Bahwa sisa 100 hari kerja harusnya ada satu atau dua program yang dilaksanakan oleh Pasangan Gubernur dan Wakil Gubernur, Iqbal-Dinda dari program prioritas yang sudah dijanjikan kepada Masyarakat di NTB. Sebab, ada janji yang harus ditunaikan kepada masyarakat NTB soalnya janji politik ini sudah diucapkan oleh Pasangan Iqbal-Dinda. Misalnya, pembangunan mega hospital di Pulau Lombok dan Pulau Sumbawa sebagai rumah sakit rujukan berstandar internasional dan menciptakan 100 ribu lapangan kerja baru di dalam dan luar negeri maupun membangun skiil center berstandar internasional harus dilakukan, sehingga rakyat NTB bisa merasakan.

Menanggapi kritik itu, seharusnya sebagai masyarakat memahami bahwa kerja-kerja pembangunan kepala daerah yang baru, belum bisa melaksanakan visi misinya secara konstitusional tersebab visi misinya belum masuk dalam dokumen resmi pembangunan. Agar visi-misi kepala daerah yang baru bisa terlaksana dengan baik harus tercatat dalam dokumen resmi, yakni dengan membuat guidance (petunjuk) yang disebut Rencana Pembangunan Jangka Menengah Daerahi (RPJMD) yang nanti dibahas bersama antara legislatif dan eksekutif setelah ada Musyawarah Rencana Pembangunan (Musrenbang).

Kegiatan yang selama ini dilakukan oleh Gubernur dan Wakil Gubernur NTB dalam bidang infrastruktur misalnya, tidak lain untuk menyelesaikan warisan pemerintahan sebelumnya tentang buruknya penanganan masalah infrastruktur, yakni peningkatan kualitas infrastruktur dengan misi Iqbal-Dinda yaitu mengembangkan infrastruktur di NTB dan menjaga kelestarian lingkungan. Oleh karena itu, silakan masyarakat menilai jika nanti kurun waktu tahunan Pasangan Gubernur dan Wakil Gubernur NTB mengabaikan janji politiknya silakan dikritik secara obyektif.

Kritik terhadap kepemimpinan Gubernur dan Wakil Gubernur NTB dalam 100 hari pertama memang sah-sah saja dalam sistem demokrasi. Namun yang sering dilupakan adalah, proses pemerintahan tidak berjalan secepat menekan tombol. Pembangunan, penyesuaian kebijakan, dan realisasi program bukan pekerjaan instan. Sama halnya seperti menanam pohon, ada masa tanam, masa perawatan, baru kemudian masa panen. Meminta hasil dalam 100 hari pertama sama saja meminta buah dari benih yang baru ditanam kemarin.

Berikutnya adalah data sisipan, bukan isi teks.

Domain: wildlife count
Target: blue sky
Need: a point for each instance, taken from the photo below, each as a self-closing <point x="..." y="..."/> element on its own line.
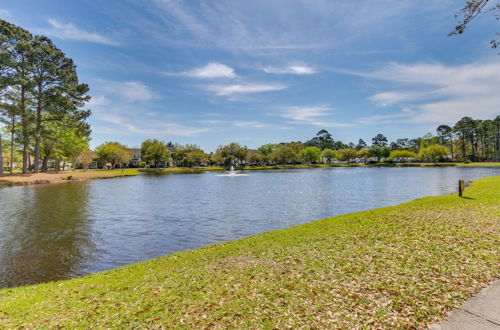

Lebih ironis lagi jika kritik tersebut datang dari pihak yang sebelumnya pernah bersinggungan dengan orang yang berkuasa dan justru mewariskan berbagai persoalan. Ini menunjukkan bahwa kritik tersebut tidak berangkat dari semangat membangun, melainkan dari kepentingan politik yang belum usai alias belum move on dari keterpurukan. Kritik semacam ini bukanlah kontrol sosial yang sehat, melainkan bentuk lain dari resistensi terhadap penguasa yang baru.

IKLAN

Dalam dinamika demokrasi yang matang, kritik harus dibarengi dengan empati dan pemahaman kontekstual. Jika tidak, maka kritik hanya akan jadi alat propaganda, bukan alat perbaikan. Untuk itu, mari kita dukung program Iqbal-Dinda ini dengan objektivitas dan itikad baik. Biarkan Iqbal-Dinda menata fondasi dulu, sebelum kita menuntut gedung-gedung pencapaian yang megah.